This has been one of the most eye-opening parts of the ETL503 course so far. However, it does make sense that if you are a TL with a limited school budget you have to have a rationale for how you select resources and spend your acquisitions budget. It is clear that you cannot just grab what looks good – ways of evaluating the resources and the possible contribution they will make to teaching and learning in your school are essential.
Broad bibliographies that can be searched by subject are a good place to start and to build awareness of new titles being added to school libraries. SCIS (Schools Catalogue Information Service) http://www2.curriculum.edu.au/scis/home.html reduces the burden of cataloguing new materials on school libraries and also offers up-to-date lists of resources being used by other libraries. Potential issues for this selection aid are that you need a subscription (which I don’t have) and there are not any reviews of the usefulness of the materials catalogued. So this would be a first stop in a TL’s search for resources to support teaching and learning.

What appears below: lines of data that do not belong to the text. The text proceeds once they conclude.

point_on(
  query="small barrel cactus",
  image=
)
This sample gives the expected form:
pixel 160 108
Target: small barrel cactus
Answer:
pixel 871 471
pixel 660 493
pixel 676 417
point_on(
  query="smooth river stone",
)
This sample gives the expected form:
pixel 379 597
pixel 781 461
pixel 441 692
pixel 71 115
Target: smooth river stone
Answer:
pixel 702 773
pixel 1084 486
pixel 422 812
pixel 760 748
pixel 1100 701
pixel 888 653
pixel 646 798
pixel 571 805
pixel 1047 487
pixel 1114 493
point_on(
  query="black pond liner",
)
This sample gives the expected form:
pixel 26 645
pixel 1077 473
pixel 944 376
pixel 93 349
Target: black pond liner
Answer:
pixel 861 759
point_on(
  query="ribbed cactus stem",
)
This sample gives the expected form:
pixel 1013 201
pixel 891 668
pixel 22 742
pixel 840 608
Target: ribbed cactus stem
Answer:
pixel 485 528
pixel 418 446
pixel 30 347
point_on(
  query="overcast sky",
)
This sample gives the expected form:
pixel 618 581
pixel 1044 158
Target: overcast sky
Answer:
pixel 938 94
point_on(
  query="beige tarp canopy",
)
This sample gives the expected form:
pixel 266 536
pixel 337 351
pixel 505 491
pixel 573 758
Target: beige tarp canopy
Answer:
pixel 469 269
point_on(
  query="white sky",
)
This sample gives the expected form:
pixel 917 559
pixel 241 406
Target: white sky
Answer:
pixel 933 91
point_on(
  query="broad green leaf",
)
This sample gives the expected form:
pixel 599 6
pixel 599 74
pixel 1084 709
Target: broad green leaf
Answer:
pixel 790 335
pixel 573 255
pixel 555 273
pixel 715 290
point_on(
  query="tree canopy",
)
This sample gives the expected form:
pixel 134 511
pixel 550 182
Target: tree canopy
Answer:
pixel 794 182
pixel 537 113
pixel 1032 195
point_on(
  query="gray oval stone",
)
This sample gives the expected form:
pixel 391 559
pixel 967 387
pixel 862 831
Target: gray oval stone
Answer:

Core collection and resource lists produced by education and curriculum authorities would be vital. I would use these sites in compiling a selection list for particular areas of the curriculum especially those linked to the study design and assessment requirements. For example, the Victorian Certificate of Education has required texts and resources for particular units of study: http://www.vcaa.vic.edu.au/Pages/vce/studies/index.aspx
A strength of using this approach is that the TL can be sure they are supplying the necessary resources for their students. A weakness is that, again, there are no reviews to assess the value of resources. What’s more, relying on these lists will give your school only a very limited scope, when often, what the TL is looking for are further resources to support student learning beyond the limits of textbooks and assigned reading.
In an IB school, such as where I teach, a TL can access the online IB resources, which do contain more than reference lists and bibliographies for set texts. Teacher reviews, online publications and journals, and samples of IBO-endorsed resources are available on the site, in addition to the Prescribed Book List. http://www.ibo.org/
For the wider reading program in my school I would access the Childrens’ Book Council of Australia website, particularly the lists of recommended titles. Most school libraries would subscribe to the Reading Time review journal that the CBCA produces. The fact that the CBCA review titles across age groups and fiction and non-fiction would be helpful for school librarians looking for a broad range of quality materials to appeal to different ages, interests and reading levels. http://cbca.org.au/awards.htm
The journal Viewpoint is useful in providing reviews specifically of young adult fiction to support the wider reading program. In my school, wider reading is actually an assessed item reported on at years 7, 8 and 9, so a good selection of fiction is valued by both teachers and students.
Reviews from students themselves are often useful for gauging the real level of enjoyment and engagement young readers derive from recent titles. I have found Inside a Dog valuable already as an English classroom teacher for finding titles to recommend to students. Young people often prefer to hear from what their peers like, seeing that as more trustworthy source of information about good reads than fusty old teachers and parents. As a school librarian I would use this site for ideas about what titles are proving popular. The ‘Book Trailers’ feature is especially intriguing – could this be used to present potential titles to a focus group of young library users to get a feel for what they want? http://www.insideadog.com.au/
In addition to the IBO website, another selection aid that has not been mentioned on the ETL503 module reading is subject associations. As an English teacher, I belong to the Victorian Association for the Teaching of English (VATE). The website, quarterly journal and the e-newsletter regularly feature views of materials for use in the classroom or for professional development. A strength of this selection aid, and others like it for other subject associations, is that the resources are reviewed specifically for how they might support teaching and learning and their potential applications in the classroom. A weakness is that the long reviewing cycle means that there can be a delay between publication and review and the emphasis is on textbooks and related materials. www.vate.org.au
A further selection aid is a feature of Web 2.0 — social networking. Inside a Dog uses these capabilities to some extent, but personally I find Library Thing for Libraries great for user reviews. Advantages are: peer-to-peer review; up-to-date resources; searchable by topic, author or title, just like a catalogue. Cool! http://www.librarything.com/forlibraries
Overall, it seems to me that there are a range of fairly reliable and up-to-date selection aids available for printed materials, but that selection aids for e-resources are still evolving and that the TL is faced with particular challenges in evaluating the usefulness of e-resources. Downloading samples and trial subscriptions could be one way of circumventing the element of the unknown in this domain. Another step is initially buying a small subscription for a targeted group of users and asking for their feedback before committing more money for a wider group of people to use it.